Under Maltese requirements for agreements, the doctrine of pacta sunt servanda generally applies, unless specific legislation is adopted against the species. It is a principle of international law that means „promises must be kept.”  In insurance, the insured always pays a premium that is not relevant to the event. However, the insurer must meet its obligations to the insured in the event of a contract. If this is not the case, the insurer would not have to compensate the insured. At Wagering, there will always be at least one party that makes a profit and another that will make a loss. Therefore, after the contract has arrived, at least one party will have made a loss and another will have made the acquisition. 4. With the exception of life insurance, an insurance contract is a compensation contract, i.e. a repair contract. In a betting contract, the parties create risk and want to earn money with the event or not, while in insurance, the risk already exists and the purpose of the contract is simply to transfer the risk. While there is uncertainty and payment is made on what is happening, in both cases it is really the case. Here are the differences between these two contracts.
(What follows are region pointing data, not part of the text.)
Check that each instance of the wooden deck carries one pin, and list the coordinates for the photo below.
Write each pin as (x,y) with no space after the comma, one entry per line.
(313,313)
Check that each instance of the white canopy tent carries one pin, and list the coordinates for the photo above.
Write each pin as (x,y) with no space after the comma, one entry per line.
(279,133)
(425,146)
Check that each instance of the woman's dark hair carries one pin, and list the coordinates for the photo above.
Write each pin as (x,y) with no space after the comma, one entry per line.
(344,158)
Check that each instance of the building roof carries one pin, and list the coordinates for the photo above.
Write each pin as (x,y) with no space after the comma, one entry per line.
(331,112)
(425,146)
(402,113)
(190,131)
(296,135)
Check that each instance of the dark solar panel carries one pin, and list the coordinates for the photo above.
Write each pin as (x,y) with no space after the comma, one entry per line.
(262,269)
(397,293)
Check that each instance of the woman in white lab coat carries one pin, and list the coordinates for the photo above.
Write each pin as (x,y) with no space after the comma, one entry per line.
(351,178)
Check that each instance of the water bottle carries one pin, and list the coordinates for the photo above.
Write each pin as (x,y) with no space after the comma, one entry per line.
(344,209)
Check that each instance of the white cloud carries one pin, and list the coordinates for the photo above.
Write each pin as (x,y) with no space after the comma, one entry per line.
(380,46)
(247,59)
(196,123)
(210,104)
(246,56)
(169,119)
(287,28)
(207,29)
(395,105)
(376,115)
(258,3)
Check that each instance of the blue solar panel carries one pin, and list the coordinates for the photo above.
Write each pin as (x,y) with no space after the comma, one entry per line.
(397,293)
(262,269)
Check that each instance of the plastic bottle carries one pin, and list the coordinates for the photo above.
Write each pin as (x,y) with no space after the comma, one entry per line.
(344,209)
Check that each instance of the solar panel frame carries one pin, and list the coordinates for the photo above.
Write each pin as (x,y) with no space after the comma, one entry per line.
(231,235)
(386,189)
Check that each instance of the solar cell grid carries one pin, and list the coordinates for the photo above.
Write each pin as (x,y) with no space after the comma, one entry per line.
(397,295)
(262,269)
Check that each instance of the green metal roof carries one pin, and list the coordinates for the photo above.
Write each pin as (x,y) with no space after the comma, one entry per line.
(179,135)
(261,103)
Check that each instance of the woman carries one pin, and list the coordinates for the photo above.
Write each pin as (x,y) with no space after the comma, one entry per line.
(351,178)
A betting contract is a blind contract and there is no reference to accurately assess the risk. On the other hand, all insurance contracts are based on a scientific and actuarial calculation of risks and the premium is calculated taking into account all the circumstances of the risk. We are not well aware that we are constantly going through some form of risk management as a public donation.  Insurance is a typical example, whether it is life insurance, accident, life insurance or the car. Insurance is an agreement that transfers the burden of the potential loss from one party to another for a consideration called a premium. Insurance contracts are compensation contracts, that is, the transfer of potential monetary policy losses to another party, the insurer. One of the main features of insurance is the interest in insurance, defined as a legal right to protect against any event that could cause financial harm or legal liability.  In short, it may be a legal and financial relationship between the insured and the subject of the insurance. compensation and nothing other than compensation is provided as part of insurance other than the accident of life or the person; it is not a gamble.
The amount paid under an insurance contract represents the actual harm suffered; Whoever wins a bet has returned his bet, with a few additions. 1. An insurance contract is a contract designed to set up the loss of another person`s property (or life) against a consideration called a premium. While some people look at these two concepts and try to use them interchangeably, they are different and focus on specific circumstances. One of the most important differences between insurance and bets that have been identified is that the insurance tries to guarantee their position against a premium with an insurer. It is thus established that they would suffer losses in particular circumstances, but that they would be compensated by the insurer. Most of the time, that would not happen. On the other hand, bets must appear unstablely in the agreement itself and, as soon as the contractual event occurs, the positions of all parties will be changed.
The scope of an insurance contract is that in the event of an uncertain event, the insured would attempt to mitigate or restore the situation before the consequences of the event. For Wagers, the motivation behind such agreements is different.